Europe is struggling with an aging housing stock. The need for renovation offers an opportunity to achieve major improvements in health, comfort and efficiency. Single-family homes are key.

Around 75% of Europe’s population currently lives in cities, towns and suburbs. In the 2017 edition of the Healthy Homes Barometer we saw that buildings are responsible for close to 40% of energy use, and that the condition of the home you live in has a direct impact on how healthy we feel. Therefore, the state of housing in our cities and suburbs is vital if we are to achieve healthy, sustainable societies.
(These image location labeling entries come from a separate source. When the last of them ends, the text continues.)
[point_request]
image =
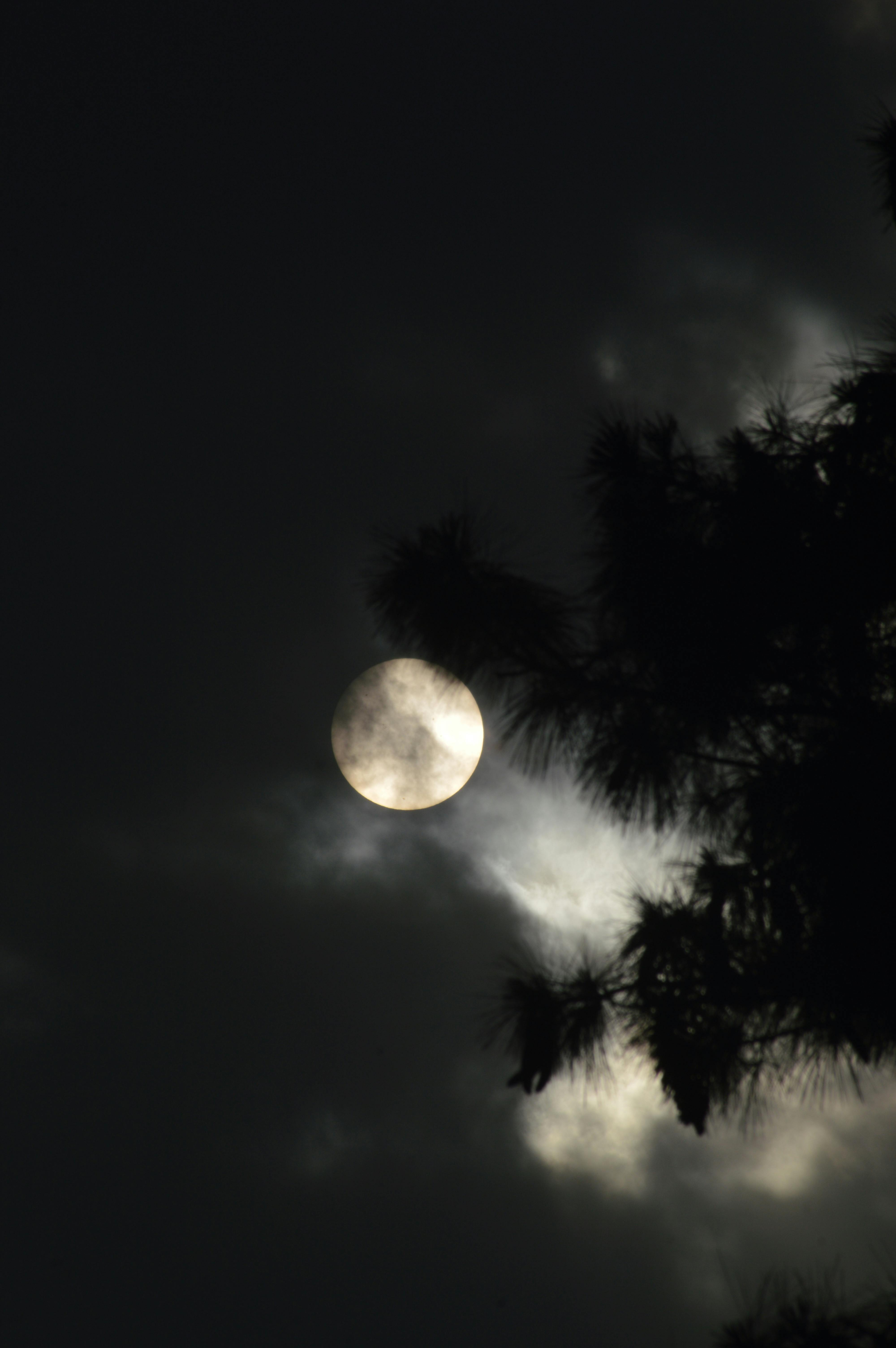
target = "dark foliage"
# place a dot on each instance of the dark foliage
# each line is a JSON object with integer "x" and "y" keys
{"x": 731, "y": 666}
{"x": 813, "y": 1315}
Old buildings; poor performance

Buildings in European cities are old. In most EU countries, about two thirds of the residential stock was built before the first European thermal building regulations came into effect (i.e. before 1979)¹,and only 10% of buildings currently have A or B class energy performance certificates. At the same time, the current renovation rate of existing buildings is low, with only about 1-2% of the building stock renovated each year².

Cold homes are the most damaging

New data presented in this report demonstrates how a range of building deficiencies affects homes – and health – in Europe. The most damaging deficiency from a health perspective is having a home that is too cold in winter, which, if you live in a single-family home, means you are twice as likely to report poor health.
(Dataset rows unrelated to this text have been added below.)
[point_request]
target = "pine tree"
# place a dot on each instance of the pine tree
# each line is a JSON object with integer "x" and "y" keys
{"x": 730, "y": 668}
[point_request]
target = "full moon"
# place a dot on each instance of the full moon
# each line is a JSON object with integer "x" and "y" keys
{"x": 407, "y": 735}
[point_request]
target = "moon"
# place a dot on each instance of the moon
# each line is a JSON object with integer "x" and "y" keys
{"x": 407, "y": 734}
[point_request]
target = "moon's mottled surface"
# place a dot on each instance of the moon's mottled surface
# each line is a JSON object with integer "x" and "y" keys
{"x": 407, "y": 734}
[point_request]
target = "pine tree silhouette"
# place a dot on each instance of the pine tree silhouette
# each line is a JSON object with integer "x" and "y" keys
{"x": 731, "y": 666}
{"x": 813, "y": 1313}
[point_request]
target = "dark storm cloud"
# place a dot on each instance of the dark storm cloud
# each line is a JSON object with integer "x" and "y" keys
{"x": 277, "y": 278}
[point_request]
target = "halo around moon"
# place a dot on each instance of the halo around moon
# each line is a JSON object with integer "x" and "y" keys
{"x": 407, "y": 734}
Single-family homes are key to addressing health

It is interesting to note that in all cases, single-family homes (SFHs) with deficiencies are more likely to have a negative impact on health than multi-family homes (MFHs). SFHs tend to have more exterior elements per dwelling (roof, windows, walls), where specific deficiencies are often to be found. At the same time, SFHs are more likely to be owned (as opposed to rented) than MFHs, and this affects decision-making when it comes to renovation.

“It’s the housing, stupid”

This year’s research demonstrates that when it comes to deficient housing, it’s the homes themselves that cause illness, and not your economic situation.

Housing deficiencies have the same negative impact on residents’ health regardless of available income. If you are in the top 25% in terms of available income and have a leaking roof, for example, you are just as likely to report poor health as if you are in the bottom 25%.

Old buildings + health impacts = need for renovation

We now know how old our building stock is; we know how damaging different building deficiencies can be to health; and we know that single-family homes are key to making an impact.

This knowledge must be made available so that home and building owners can make informed decisions about renovation, and so that they can capitalise on the economic, environmental and health benefits available. And this knowledge should also help to inform effective policies that incentivise renovation to the benefit of individuals and society.